Methodology + evidence
- "What we measured" → "What the community has measured" · May 16
The calibration page claimed we ran the benchmarks. We cross-verified published community figures instead. The claim was reframed to match reality — the single most important honesty fix of the quarter. - Every page became a real page · May 3
Build-time prerender shipped: every URL now serves its own HTML with its own title, description and canonical. Before this, every page on the site returned byte-identical markup claiming to be the homepage. - The site became machine-readable on purpose · May–June
llms.txt + llms-full.txt, per-bot allow rules, Content Signals, an RFC 9727 API catalog, and Markdown content negotiation — agents can fetch any page as clean markdown. Built in-code because the vendor toggle costs $240/yr and Path 2 says zero infra cost. - Memory-fit math replaced tier-overlap guessing · April 29
Fit badges now compute weights + KV cache at your actual context depth, minus the memory your other apps are using. Same hardware, different context, different verdict — because that is how it really works.
What we got wrong
A currency claim is only worth anything if the corrections are published too. These were live on this site during Q2 2026 and are fixed now.
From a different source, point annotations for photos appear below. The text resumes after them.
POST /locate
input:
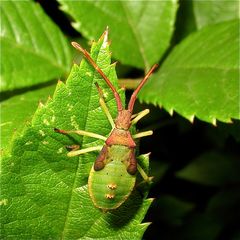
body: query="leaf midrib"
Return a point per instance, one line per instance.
(79, 162)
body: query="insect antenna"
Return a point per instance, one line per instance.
(134, 95)
(91, 61)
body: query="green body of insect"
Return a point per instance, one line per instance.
(112, 185)
(113, 175)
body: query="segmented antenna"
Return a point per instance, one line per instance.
(136, 91)
(91, 61)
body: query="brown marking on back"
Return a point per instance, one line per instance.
(109, 196)
(112, 186)
(120, 137)
(132, 164)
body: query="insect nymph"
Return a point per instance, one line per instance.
(113, 175)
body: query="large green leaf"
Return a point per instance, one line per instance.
(212, 11)
(18, 110)
(201, 76)
(44, 193)
(33, 49)
(140, 31)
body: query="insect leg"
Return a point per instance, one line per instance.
(104, 106)
(142, 134)
(144, 175)
(138, 116)
(85, 150)
(81, 132)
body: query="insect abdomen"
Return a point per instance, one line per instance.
(112, 185)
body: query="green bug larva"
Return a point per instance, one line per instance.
(113, 175)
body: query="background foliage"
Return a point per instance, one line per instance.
(195, 163)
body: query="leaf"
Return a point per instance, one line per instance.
(140, 31)
(44, 192)
(212, 11)
(33, 49)
(18, 110)
(212, 169)
(200, 76)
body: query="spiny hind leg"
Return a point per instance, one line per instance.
(81, 133)
(144, 175)
(142, 134)
(104, 106)
(136, 117)
(74, 148)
- We told AMD users to avoid ROCm for months after the bugs were fixed
The MoE-on-ROCm crash story was true when written. llama.cpp #20024 was fixed on both backends on March 12 and #19880 closed February 28 — we were still publishing "still open" in July. Corrected July 17. - We called Jan AGPLv3 and reasoned from it
Jan relicensed to Apache-2.0 in May 2025 — eleven months before we wrote the guide. The advice ("pick Jan if your shop blocks copyleft") was backwards for the whole time it was published. Corrected July 17. - We cited an estimate engine as a benchmark
Two planner why-strings quoted WillItRunAI tok/s figures as measurements. Its own footer says the numbers are calculated from specifications. Removed July 17; the lesson that caused it is retracted in MILESTONES.